I awoke with a sense of unease on Sunday morning. Just out of sorts and cranky without knowing why. What is this vague longing? Is it home sickness? No… I thought, shivering as I considered once again the polar vortex. No, it’s just that I… miss the children. That’s it. I miss the children and the dog. Terribly.
We hear a lot about declining birth rates in Northern Europe, but this is a lie given the evidence of the Paris neighbourhoods we frequent, which is everywhere central. There are schools partout. At least four in a two block radius from us. Boisterous crowds of children, just bursting with energy, blast down the streets. Get out of the way! School’s out. In every museum, every age group from toddlers to teens, is being led about, lectured to and shown the finest in art, technology and even instruments of war.
The point is that there is no getting away from the large crowds of extremely cute and well-dressed children everywhere we go. On top of school groups there are the crowds of little charmers in the parks on weekends, and the packs of stylish and amusing children’s clothing stores which almost outnumber womens’ boutiques. You can never get away from the longing.
As I said in my first post, on the last trip to France, when we rented a house and stayed for six months, the children and dogs came too. Since then, one dog has died, another is too old to come and the children have their own commitments to attend to: college, work and graduate school. And I thought it would be 100% great to go away and leave my commitments behind. It would seem that the ties that bind do not loosen so easily. And life once again, shows us how little we know ourselves. Having spent so many decades loving and caring for people and creatures large and small it’s just not possible for me to drop that role without a bit of disorientation. Well, what to do?
One possibility is to steal a dog. I have been thinking about this with increasing frequency. Many, even most, street beggars here have dogs. These dogs are cute. Really cute. Would it be so wrong for me to grab a dog, stuff it in my purse and run like hell? I could surely give it a better life than it has living on the street.
I try to put this thought out of my mind, even though dogs like the one above are very adorable and conveniently purse-sized. I’m sure he’s very tired of listening to all that accordian music. Really. Someone needs to save him.

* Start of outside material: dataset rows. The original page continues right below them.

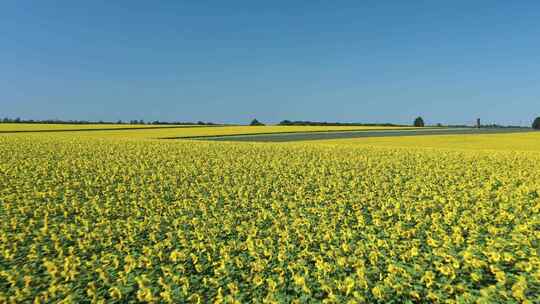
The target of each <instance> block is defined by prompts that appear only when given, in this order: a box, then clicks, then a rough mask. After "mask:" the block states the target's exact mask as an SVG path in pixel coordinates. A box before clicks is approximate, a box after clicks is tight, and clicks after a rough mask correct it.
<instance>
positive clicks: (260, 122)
mask: <svg viewBox="0 0 540 304" xmlns="http://www.w3.org/2000/svg"><path fill="white" fill-rule="evenodd" d="M249 125H250V126H264V124H263V123H262V122H260V121H258V120H257V119H253V120H252V121H251V123H250V124H249Z"/></svg>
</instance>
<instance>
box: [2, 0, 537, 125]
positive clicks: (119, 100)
mask: <svg viewBox="0 0 540 304" xmlns="http://www.w3.org/2000/svg"><path fill="white" fill-rule="evenodd" d="M0 37H1V39H0V117H3V116H10V117H17V116H20V117H23V118H33V119H49V118H60V119H89V120H99V119H103V120H118V119H123V120H130V119H144V120H156V119H157V120H169V121H171V120H179V121H197V120H204V121H214V122H228V123H245V122H248V121H249V120H250V119H252V118H254V117H256V118H258V119H259V120H261V121H264V122H269V123H272V122H278V121H280V120H283V119H291V120H318V121H354V122H394V123H410V122H412V120H413V118H414V117H415V116H417V115H422V116H423V117H424V118H425V120H426V122H428V123H437V122H442V123H470V124H472V123H473V122H474V120H475V118H477V117H480V118H482V120H483V121H484V122H497V123H504V124H520V123H521V124H529V123H530V122H531V121H532V119H533V118H534V117H535V116H537V115H540V39H539V38H540V2H538V1H203V0H201V1H99V0H94V1H23V0H19V1H2V2H1V3H0Z"/></svg>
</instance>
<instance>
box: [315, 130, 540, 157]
mask: <svg viewBox="0 0 540 304" xmlns="http://www.w3.org/2000/svg"><path fill="white" fill-rule="evenodd" d="M306 143H309V142H306ZM312 143H313V142H312ZM316 143H318V144H329V145H343V144H346V145H357V146H377V147H409V148H420V147H424V148H437V149H457V150H463V149H465V150H506V151H536V152H540V132H527V133H511V134H487V135H486V134H475V135H433V136H410V137H371V138H358V139H339V140H324V141H322V140H321V141H316Z"/></svg>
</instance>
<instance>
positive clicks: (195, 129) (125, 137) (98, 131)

Obviously, a distraction is in order so, again, what should I do? It’s obvious: the Louvre. It’s the weekend, so no school groups, no beggars with dogs, and once inside I know where to go to escape the crowds.Tip: If you are overwhelmed by crowds at the Louvre head down. Just keep going down to the lowest levels where there is really interesting art and very few tourists. Thus Alan and I found ourselves in the International Gothic Sculpture galleries in the basement of the Denon pavillion. I don’t think I’ve been there before. Here is the kind of thing:
Zoom to see what she’s up to. Oh dear. We cannot, dear reader, escape our feelings, can we? Here I am in Paris, missing my children and it cannot be avoided. Lesson learned. I have to go now and see if that accordian doggy is still around. Just looking. Maybe if I adopt the master too, it will all be fine and we can amuse ourseves with accordian music by the hour.